The joy in getting a light emitting diode to illuminate.
“For those of us who work with embedded software, there is great joy in getting a light emitting diode to illuminate.” So says Anders Ernevi, who works as a software developer within Embedded at Semcon.
Not everyone understands that joy. Perhaps because it’s not a question of a diode illuminating, but of all the hard work and code that lies behind this particular diode illuminating.
“Sometimes there are months of work behind it. To illuminate a light emitting diode is nothing, but to illuminate this particular diode is everything.”
For Anders, the work of a software developer is about solving problems. The restricted environment for embedded software often leads to complex challenges that demand determination and cooperation.

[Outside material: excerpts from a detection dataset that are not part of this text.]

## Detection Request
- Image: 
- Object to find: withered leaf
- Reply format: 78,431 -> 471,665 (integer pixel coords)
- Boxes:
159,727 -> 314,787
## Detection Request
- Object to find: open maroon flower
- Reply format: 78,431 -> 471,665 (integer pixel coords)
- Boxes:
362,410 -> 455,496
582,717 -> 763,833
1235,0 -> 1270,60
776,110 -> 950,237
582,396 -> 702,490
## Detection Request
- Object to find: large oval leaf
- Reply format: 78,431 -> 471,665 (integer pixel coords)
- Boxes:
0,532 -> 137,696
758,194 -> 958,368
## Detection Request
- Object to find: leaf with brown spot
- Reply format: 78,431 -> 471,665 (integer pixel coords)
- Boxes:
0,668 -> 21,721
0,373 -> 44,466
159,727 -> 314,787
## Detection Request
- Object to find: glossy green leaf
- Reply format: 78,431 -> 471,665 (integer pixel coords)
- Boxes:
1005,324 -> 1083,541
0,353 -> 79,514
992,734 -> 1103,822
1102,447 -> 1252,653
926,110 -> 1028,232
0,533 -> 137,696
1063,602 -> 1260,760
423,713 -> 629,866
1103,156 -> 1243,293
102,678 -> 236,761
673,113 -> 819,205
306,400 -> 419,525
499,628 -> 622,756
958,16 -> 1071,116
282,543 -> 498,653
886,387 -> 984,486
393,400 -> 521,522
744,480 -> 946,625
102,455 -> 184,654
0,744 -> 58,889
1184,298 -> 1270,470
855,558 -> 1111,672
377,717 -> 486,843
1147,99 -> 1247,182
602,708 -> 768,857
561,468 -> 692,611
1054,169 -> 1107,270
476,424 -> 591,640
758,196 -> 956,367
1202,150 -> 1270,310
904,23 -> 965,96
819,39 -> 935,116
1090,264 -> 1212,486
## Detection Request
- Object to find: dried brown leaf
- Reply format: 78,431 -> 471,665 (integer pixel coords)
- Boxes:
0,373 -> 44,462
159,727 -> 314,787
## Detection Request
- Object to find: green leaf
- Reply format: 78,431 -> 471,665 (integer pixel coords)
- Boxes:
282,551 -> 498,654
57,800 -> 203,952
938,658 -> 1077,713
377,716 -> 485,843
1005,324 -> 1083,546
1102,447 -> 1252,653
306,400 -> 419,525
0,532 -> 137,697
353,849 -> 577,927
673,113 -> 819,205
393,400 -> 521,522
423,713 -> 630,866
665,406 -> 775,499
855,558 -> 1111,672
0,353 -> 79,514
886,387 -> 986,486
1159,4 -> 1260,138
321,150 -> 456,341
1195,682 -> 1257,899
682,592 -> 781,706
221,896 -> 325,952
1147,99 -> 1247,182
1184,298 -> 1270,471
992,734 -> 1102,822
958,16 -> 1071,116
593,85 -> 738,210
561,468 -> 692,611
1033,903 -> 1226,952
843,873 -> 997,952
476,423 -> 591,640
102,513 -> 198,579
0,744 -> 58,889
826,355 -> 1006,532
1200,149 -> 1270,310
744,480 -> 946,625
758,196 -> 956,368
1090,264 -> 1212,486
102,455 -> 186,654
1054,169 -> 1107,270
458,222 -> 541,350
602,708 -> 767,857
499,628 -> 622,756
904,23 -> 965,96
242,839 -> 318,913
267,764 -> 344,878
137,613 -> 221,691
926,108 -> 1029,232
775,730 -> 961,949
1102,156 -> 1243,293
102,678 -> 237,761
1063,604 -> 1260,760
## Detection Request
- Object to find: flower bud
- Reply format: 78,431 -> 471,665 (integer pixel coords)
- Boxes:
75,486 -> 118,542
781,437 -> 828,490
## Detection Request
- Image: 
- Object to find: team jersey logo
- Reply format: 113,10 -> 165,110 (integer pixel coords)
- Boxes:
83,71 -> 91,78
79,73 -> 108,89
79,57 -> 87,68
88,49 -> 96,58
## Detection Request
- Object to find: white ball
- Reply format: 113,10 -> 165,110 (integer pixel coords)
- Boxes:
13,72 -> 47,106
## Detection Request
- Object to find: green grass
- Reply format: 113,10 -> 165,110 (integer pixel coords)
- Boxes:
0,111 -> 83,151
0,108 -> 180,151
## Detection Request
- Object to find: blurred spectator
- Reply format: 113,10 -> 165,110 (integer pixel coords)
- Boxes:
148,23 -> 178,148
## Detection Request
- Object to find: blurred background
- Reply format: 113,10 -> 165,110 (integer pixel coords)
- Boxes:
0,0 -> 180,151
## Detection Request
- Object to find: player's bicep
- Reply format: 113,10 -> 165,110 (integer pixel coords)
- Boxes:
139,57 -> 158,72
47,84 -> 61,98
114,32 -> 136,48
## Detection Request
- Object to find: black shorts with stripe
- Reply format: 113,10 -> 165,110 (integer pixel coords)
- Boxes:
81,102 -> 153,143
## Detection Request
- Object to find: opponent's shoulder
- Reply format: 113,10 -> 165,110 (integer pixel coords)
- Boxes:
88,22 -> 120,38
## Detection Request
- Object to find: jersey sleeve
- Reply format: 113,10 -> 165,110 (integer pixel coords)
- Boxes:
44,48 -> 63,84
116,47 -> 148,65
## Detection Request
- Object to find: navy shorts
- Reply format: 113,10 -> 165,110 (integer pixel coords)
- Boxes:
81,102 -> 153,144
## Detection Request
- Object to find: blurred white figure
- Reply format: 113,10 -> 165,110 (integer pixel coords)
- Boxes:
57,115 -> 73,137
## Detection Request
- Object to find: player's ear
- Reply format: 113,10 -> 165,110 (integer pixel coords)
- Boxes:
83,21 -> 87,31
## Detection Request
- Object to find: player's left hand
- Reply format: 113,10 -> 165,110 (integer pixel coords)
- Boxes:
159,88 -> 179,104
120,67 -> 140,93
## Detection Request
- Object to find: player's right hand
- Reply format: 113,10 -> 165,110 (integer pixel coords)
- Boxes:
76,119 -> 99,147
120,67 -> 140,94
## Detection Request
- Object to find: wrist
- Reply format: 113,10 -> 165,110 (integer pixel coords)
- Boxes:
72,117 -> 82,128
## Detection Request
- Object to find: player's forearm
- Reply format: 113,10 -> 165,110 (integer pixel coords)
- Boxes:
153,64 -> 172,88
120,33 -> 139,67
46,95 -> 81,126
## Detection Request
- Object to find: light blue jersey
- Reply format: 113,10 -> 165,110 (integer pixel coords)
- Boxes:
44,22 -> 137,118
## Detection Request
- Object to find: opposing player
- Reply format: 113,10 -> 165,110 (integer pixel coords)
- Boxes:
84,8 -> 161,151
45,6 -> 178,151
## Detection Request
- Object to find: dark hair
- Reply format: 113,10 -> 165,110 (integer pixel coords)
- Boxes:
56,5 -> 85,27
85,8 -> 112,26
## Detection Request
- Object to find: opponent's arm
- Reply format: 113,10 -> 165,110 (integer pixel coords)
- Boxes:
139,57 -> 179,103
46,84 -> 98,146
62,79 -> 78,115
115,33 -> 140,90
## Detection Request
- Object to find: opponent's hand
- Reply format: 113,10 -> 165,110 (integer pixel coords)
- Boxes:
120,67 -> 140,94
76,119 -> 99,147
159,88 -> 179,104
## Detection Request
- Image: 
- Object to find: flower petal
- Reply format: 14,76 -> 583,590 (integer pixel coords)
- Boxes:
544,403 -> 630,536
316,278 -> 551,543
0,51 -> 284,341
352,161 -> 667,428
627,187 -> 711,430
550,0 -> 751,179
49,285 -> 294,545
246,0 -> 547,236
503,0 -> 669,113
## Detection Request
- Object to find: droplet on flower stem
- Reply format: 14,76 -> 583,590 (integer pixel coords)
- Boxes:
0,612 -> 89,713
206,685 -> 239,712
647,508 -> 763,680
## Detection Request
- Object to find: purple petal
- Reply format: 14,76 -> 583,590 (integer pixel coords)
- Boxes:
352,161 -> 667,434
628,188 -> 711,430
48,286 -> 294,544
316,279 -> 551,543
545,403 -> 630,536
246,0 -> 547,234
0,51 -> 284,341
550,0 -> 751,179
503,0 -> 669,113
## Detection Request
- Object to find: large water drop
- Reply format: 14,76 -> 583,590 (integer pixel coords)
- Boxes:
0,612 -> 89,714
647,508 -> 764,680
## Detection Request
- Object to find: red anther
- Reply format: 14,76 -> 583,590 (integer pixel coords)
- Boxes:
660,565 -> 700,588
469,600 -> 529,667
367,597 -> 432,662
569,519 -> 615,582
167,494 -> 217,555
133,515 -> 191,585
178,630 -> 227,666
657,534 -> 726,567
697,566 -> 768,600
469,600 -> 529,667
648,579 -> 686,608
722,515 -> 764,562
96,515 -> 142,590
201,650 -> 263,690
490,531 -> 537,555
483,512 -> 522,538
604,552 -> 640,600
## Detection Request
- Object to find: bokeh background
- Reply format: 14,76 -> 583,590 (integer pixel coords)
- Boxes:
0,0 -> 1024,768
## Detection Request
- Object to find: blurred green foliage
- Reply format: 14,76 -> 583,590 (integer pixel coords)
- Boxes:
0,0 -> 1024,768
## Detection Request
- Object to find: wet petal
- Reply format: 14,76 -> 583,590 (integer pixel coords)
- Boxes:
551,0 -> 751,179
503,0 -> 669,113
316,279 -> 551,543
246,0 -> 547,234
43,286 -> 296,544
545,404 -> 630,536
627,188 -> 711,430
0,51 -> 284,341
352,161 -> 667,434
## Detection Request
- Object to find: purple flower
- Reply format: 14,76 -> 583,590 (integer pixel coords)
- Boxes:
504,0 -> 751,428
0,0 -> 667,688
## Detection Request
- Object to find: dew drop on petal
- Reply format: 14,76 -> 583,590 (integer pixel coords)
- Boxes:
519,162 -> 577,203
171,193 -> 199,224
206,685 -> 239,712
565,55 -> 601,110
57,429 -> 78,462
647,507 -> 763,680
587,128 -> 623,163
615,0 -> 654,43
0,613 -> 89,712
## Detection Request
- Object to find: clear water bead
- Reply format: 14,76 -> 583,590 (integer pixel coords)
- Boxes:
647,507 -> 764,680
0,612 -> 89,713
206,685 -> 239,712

“It can sometimes be a great struggle in situations when everything should work but doesn’t. Finding the solution is incredibly rewarding.”
Learning about different systems and industries
Anders has worked as a software developer at Semcon since 2007. The great variation in assignments has led him to learning about many different systems and industries.
“I like the mix we have here, both sitting in-house and working in teams on projects, and sometimes being out on assignment with customers. Visiting a company gives me new knowledge and always contributes to ideas. Since this is the case for most consultants at Semcon, there is a constant exchange of knowledge here. It’s very stimulating and a lot of fun.”
For a year now, Anders has been working on a project for an automotive industry customer, which is similar to the black box in an aircraft. The purpose of the box that Anders is working on is to monitor the various systems in a car to ensure that processes take place in the correct order. And to record the times when they don’t.
System that keeps track of 100 computers in a car
“It’s fun because the assignment is so varied. One week I might be working in a PC tool, and the next week tinkering with an embedded Linux system. It might be at driver level, with very hardware-intensive fixes. We also need to think about the interface, so that the data we log are easily accessible and useful. The complexity increases rapidly because everything has to move so quickly, at the same time as there are around 100 computers in a modern car, which our system has to keep track of.”
One person sitting alone is rarely enough for success. That’s why a large part of the job is about collaboration and getting the most out of the team.
“One valuable thing I have learned over the years is that software development is about teamwork. The challenges we face are increasingly complex, and it’s difficult for one person to have all the knowledge and experience required to meet them. Ours is a creative and somewhat geeky culture that means we constantly bounce-off each other and test different ideas. We pick up new ideas and we talk about them, as well as about our ways of working, and how we can create better solutions for our customers. This is very empowering, and at the same time to be part of a good team gives support and encouragement.”
People from all over Semcon meet up in the lab
At Semcon, there is a wide range of projects in progress simultaneously. This is particularly evident in the lab at the Gothenburg office, where the 3D printers run hot while people test and build.
“There’s a bit of everything possible in the lab, where people meet from all over Semcon. Once I was sitting down and doing a bit of soldering while a team was testing fabric through ironers for a customer. It’s also great to be able to 3D-print different things, which means we can test ideas very quickly.”
There’s also the freedom to test private projects in the lab, which can be on just about anything thanks to the culture, curiosity and competence in the building.
“My personal interests are music and electronics and I build effects pedals, among other things. One fun thing about Semcon is that there are people who are interested in just about everything. And build ideas from it. Recently, a colleague was investigating whether he could build a sensor for his heating boiler. Others print out components for robots they are building.”